La riforma delle pensioni a 64 anni è approvata nella sostanza, mentre la domanda di referendum è respinta. È la sentenza del Consiglio Costituzionale, presieduto dall’ex primo ministro socialista Laurent Fabius. «La decisione dei saggi è una bomba sociale, come benzina per l’Atto II della protesta –avverte Anna Maria Merlo sul Manifesto-. Più di 130 manifestazioni erano in corso ieri pomeriggio in tutta la Francia, in attesa del Consiglio Costituzionale. Alla comunicazione della decisione, le piazze sono esplose, con alcuni scontri in serata in varie città e repressione della polizia».
Per il referendum presentato dalla sinistra resta aperto uno spiraglio: una seconda domanda di referendum è stata presentata giovedì, giuridicamente redatta meglio della prima, il Consiglio Costituzionale ha fatto sapere che la decisione sarà resa nota il 3 maggio prossimo.
La prima ministra, Elisabeth Borne, prova inutilmente a gettare acqua sul fuoco ben sapendo che a ulteriore esplodere della crisi, la prima testa a cadere sarebbe la sua. «Né vincitori né vinti, il testo di legge arriva alla fine del processo democratico», e qui inciampa nella presa in giro col voto parlamentare impedito. Da destra istituzionale invece sostegno alla presidenza: «Macron dovrebbe promulgare la legge in tempi brevissimi».
I sindacati hanno fatto sapere che non andranno a nessuna «riunione con l’esecutivo prima del giorno della Festa del lavoro e sostengono ‘azioni e scioperi’ decisi localmente nell’immediato. Il rifiuto della pensione a 64 anni resta radicale». La condizione posta dai sindacati resta la non promulgazione della legge: ipotesi irrealistica, salvo che il presidente non ripresenti il testo di legge all’Assemblée nationale per una nuova discussione e un voto. Poco meno che delle dimissioni.
Il consiglio Costituzionale ha comunque sottolineato il «carattere inabituale dell’utilizzazione di vari articoli della Costituzione per arrivare all’approvazione della riforma», precisa Filippo Ortona. Tempo dei dibattiti strangolato, approvazione al Senato per passare con un solo voto, bloccato il voto all’Assemblée nationale.
Cortei spontanei nella notte, cumuli di spazzatura dati alle fiamme, cassonetti rovesciati, barricate improvvisate e interventi muscolari della polizia con la ‘famigerata Brav-M’ in azione. Nel giorno del verdetto dei «saggi» Parigi ribolle di rabbia, giovane soprattutto. «Al Consiglio [costituzionale] ci stanno dei vecchi borghesi / che decidono al posto tuo», canta la folla sotto gli ombrelli, riunita nel piazzale davanti al comune di Parigi, in quella ch’era anticamente chiamata place de Grève, dove si scaricava la sabbia, e da dove viene il termine francese per la parola «sciopero».
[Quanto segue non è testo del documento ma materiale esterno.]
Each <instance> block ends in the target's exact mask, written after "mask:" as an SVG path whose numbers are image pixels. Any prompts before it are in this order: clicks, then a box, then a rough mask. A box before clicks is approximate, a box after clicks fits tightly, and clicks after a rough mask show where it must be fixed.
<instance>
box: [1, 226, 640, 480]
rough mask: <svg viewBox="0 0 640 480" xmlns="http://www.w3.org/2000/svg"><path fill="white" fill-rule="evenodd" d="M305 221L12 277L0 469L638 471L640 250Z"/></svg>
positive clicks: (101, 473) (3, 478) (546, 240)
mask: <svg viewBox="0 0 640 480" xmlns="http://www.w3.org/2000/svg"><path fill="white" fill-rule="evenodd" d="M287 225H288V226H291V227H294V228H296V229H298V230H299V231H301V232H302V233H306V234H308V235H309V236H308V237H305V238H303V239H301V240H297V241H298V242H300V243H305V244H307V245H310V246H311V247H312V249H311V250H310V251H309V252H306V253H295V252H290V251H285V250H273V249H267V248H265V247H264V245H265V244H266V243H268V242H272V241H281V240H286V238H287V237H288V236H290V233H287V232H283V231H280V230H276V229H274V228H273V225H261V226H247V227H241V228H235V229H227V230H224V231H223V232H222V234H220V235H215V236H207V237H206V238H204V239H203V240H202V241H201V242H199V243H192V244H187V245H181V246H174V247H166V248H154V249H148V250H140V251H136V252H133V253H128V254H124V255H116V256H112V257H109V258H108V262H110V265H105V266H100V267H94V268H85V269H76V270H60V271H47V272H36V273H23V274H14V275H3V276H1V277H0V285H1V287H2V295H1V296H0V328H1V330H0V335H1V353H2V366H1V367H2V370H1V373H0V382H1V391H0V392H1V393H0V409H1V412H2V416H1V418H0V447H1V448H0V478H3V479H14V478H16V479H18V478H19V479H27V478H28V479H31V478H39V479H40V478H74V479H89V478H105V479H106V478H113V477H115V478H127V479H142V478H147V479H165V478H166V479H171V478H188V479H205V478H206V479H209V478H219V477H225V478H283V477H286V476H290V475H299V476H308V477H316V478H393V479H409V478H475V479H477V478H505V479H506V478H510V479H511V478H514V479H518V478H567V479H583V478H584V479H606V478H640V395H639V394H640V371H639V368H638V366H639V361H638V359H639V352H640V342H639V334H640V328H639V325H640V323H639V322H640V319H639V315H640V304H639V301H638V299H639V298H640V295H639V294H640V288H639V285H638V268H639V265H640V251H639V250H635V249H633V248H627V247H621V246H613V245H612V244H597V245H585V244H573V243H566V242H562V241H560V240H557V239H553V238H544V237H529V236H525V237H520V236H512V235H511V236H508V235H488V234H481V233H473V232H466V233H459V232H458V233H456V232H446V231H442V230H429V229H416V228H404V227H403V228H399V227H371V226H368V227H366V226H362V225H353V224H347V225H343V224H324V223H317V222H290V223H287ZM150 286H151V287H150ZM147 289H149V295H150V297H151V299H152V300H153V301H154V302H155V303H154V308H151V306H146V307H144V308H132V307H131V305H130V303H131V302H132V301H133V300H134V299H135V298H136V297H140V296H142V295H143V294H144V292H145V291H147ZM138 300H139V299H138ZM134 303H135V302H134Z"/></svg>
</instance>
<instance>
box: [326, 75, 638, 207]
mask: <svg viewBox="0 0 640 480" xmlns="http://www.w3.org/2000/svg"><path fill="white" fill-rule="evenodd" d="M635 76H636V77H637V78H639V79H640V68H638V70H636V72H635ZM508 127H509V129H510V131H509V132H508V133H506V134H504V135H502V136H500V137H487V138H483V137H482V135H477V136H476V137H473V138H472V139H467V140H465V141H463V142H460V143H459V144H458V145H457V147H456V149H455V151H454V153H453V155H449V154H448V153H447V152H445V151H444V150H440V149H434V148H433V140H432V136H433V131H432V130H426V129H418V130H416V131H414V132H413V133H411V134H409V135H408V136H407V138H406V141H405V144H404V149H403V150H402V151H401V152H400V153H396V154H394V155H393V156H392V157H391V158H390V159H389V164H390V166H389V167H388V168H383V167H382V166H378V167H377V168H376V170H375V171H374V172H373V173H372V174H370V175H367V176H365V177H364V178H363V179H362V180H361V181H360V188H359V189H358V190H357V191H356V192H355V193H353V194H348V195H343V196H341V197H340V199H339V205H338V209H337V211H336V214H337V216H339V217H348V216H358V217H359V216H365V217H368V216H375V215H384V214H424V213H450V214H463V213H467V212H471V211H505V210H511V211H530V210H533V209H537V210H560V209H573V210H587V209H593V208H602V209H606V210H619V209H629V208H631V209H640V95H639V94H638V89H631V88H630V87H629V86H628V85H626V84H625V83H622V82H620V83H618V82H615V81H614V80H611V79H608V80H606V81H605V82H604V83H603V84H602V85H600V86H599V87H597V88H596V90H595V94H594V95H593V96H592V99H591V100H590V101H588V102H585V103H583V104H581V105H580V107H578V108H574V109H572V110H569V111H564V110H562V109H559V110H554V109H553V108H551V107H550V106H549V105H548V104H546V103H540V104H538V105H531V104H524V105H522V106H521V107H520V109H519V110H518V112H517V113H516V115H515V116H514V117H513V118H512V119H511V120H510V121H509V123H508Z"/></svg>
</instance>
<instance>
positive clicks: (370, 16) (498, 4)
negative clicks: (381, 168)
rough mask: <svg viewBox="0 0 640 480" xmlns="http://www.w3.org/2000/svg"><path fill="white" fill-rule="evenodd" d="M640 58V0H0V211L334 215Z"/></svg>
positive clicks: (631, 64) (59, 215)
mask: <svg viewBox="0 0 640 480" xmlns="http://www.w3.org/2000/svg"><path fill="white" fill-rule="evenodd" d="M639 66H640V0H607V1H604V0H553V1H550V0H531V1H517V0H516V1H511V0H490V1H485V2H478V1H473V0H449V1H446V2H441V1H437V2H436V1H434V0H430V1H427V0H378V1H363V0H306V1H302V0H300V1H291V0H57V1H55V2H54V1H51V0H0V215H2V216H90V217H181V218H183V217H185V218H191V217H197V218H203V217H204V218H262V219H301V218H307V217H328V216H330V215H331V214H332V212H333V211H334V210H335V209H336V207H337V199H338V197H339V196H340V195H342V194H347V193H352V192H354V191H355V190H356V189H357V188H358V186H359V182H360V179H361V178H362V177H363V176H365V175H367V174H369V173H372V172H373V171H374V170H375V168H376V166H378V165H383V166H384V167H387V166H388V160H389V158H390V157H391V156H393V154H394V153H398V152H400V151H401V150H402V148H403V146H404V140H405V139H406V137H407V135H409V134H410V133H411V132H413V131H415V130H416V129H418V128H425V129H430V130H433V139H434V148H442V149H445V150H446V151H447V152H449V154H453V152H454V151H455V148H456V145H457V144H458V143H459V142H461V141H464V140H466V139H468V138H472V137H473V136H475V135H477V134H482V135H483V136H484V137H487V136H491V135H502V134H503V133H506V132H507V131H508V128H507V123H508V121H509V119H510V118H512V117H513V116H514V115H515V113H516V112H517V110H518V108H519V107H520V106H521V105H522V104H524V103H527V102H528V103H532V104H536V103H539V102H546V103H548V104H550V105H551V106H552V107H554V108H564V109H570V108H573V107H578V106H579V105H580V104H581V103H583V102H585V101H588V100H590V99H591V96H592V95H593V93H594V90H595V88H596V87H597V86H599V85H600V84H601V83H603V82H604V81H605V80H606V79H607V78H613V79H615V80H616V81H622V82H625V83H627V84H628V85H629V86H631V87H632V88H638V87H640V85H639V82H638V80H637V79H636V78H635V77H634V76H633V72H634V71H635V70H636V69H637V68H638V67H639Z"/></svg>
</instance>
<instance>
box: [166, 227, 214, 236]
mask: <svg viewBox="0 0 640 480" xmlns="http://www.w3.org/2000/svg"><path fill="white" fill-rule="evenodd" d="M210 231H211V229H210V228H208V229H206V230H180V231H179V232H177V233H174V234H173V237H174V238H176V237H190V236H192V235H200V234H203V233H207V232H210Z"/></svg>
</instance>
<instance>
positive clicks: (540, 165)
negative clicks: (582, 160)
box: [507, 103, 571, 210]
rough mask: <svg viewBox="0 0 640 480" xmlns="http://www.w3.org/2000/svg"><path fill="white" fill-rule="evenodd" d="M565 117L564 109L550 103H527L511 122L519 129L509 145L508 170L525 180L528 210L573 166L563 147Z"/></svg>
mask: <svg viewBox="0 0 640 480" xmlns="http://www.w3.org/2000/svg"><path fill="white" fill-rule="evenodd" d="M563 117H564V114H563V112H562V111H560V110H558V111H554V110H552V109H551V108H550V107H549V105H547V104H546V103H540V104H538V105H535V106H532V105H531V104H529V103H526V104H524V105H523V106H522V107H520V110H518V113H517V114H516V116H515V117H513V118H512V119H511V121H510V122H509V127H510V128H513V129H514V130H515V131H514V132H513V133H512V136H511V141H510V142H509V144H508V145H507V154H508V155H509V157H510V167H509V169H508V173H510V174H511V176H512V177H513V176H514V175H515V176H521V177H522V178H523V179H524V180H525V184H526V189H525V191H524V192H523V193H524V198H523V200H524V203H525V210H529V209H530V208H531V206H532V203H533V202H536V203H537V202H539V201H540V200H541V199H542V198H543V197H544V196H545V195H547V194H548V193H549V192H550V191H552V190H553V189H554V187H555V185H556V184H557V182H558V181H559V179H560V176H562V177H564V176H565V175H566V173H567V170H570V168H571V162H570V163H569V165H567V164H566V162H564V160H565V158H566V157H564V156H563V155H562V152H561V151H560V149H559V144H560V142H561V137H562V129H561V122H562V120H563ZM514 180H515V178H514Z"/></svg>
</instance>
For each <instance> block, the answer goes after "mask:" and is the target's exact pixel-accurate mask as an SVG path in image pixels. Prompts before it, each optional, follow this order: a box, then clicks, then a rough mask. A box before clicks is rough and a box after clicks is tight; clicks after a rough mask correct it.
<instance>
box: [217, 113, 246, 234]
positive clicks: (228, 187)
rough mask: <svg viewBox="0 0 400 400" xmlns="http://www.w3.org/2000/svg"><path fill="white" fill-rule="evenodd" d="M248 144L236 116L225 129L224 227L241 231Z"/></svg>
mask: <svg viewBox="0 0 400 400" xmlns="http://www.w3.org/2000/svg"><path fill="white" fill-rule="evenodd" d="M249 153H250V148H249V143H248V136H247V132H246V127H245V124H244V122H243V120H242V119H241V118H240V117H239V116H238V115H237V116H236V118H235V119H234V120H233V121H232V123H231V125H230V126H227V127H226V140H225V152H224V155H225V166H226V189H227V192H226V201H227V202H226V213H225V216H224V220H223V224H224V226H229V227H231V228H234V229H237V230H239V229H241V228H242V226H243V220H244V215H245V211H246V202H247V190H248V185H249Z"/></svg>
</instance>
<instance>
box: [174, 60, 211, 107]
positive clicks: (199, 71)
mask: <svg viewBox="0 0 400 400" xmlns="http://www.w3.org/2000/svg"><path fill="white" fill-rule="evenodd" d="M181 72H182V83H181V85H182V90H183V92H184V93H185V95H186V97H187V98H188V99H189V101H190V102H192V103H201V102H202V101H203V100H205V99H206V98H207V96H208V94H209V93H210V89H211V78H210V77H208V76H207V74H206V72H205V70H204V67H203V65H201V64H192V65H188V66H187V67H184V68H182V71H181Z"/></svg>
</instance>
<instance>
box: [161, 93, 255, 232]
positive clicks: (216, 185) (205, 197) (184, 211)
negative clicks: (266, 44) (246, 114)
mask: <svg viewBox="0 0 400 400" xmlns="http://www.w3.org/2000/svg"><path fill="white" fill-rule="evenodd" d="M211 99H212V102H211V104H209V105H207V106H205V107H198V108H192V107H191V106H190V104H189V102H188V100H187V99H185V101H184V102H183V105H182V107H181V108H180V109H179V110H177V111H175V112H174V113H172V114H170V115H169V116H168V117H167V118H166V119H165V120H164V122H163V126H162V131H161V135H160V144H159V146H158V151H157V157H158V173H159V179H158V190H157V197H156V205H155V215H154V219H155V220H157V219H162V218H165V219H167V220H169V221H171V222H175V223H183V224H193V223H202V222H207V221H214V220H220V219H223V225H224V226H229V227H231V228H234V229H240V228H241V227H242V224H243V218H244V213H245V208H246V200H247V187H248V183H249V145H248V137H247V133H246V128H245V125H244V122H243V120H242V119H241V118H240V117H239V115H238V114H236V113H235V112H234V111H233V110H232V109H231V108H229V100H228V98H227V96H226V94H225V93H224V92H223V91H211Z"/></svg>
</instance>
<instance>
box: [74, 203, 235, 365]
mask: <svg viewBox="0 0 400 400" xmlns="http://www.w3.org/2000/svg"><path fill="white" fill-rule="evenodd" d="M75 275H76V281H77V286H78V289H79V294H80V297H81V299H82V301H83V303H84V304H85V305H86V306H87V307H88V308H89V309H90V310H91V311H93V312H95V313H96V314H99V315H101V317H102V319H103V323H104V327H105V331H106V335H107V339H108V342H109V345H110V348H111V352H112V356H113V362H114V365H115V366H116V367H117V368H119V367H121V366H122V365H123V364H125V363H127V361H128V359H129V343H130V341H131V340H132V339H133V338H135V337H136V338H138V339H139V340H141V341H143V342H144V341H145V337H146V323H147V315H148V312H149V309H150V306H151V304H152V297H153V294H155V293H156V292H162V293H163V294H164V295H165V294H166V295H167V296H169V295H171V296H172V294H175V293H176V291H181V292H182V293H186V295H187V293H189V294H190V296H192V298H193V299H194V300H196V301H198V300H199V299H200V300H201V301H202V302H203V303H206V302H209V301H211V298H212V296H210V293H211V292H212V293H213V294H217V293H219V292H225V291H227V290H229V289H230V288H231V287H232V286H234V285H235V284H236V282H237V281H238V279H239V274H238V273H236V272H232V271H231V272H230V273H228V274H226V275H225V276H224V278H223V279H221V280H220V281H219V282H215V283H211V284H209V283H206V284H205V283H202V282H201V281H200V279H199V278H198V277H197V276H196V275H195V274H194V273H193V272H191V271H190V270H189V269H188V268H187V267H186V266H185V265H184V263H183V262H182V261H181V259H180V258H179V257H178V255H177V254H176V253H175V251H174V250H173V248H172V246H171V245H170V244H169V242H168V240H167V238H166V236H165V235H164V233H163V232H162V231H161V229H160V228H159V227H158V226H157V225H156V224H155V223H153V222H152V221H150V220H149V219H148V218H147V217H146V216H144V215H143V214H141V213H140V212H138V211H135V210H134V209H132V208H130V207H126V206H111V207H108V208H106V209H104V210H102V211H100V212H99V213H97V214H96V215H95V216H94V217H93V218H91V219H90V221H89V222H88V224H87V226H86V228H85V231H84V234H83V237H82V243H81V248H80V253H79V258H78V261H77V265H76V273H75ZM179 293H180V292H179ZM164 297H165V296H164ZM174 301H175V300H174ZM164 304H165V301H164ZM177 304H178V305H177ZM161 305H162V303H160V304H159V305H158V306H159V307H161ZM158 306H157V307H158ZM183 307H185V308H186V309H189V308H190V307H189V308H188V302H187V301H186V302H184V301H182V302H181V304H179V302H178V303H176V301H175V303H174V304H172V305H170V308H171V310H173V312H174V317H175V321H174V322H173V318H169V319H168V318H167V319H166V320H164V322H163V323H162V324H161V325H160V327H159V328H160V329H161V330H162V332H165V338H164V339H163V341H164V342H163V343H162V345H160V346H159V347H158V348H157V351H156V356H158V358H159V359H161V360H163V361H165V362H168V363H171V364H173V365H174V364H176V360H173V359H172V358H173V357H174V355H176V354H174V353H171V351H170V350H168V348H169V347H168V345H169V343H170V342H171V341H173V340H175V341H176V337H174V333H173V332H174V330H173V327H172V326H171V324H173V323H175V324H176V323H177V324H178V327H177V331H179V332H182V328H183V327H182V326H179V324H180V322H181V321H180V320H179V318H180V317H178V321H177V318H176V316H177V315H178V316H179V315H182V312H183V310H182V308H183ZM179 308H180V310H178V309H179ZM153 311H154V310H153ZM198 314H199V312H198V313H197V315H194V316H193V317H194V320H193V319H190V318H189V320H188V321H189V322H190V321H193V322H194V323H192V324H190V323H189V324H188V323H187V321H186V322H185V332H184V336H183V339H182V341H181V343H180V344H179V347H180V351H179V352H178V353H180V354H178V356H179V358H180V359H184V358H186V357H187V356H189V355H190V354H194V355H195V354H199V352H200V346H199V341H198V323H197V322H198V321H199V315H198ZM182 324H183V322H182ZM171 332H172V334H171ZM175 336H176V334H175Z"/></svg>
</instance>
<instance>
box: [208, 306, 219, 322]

Le migliaia di manifestanti accorsi all’appello dell’intersindacale sembra non si aspettassero niente di diverso dal verdetto del Consiglio costituzionale che ha dato il via libera alla riforma delle pensioni di Macron.
«Nessuna sorpresa» per l’annuncio dei cosiddetti ‘saggi’. «Più che saggi sono dei vecchi destri che decidono per milioni di persone». «Nessuno vuole questa riforma. C’era una crisi sociale, sfociata in una crisi democratica, e ora siamo ben avviati verso una crisi di regime». «La classe operaia francese s’è svegliata e ora tutto il mondo ci guarda. Puoi scommetterci che non lasciamo perdere». Davanti agli uffici della mairie de Paris, la distanza tra la piazza e le istituzioni francesi non è mai sembrata così siderale.
«È da gennaio che facciamo scioperi, blocchi, azioni, cortei… Alcuni di noi sono a 25 giorni di sciopero, che sono un sacco di soldi in meno in busta paga, senza contare la fatica. Teniamo il movimento da mesi, i nervi sono tesi come non mai. E quando si sta coi nervi tesi, eh, può succedere che accada il débordement…». Déborder, tracimare, la parola è ora sulla bocca di tutti.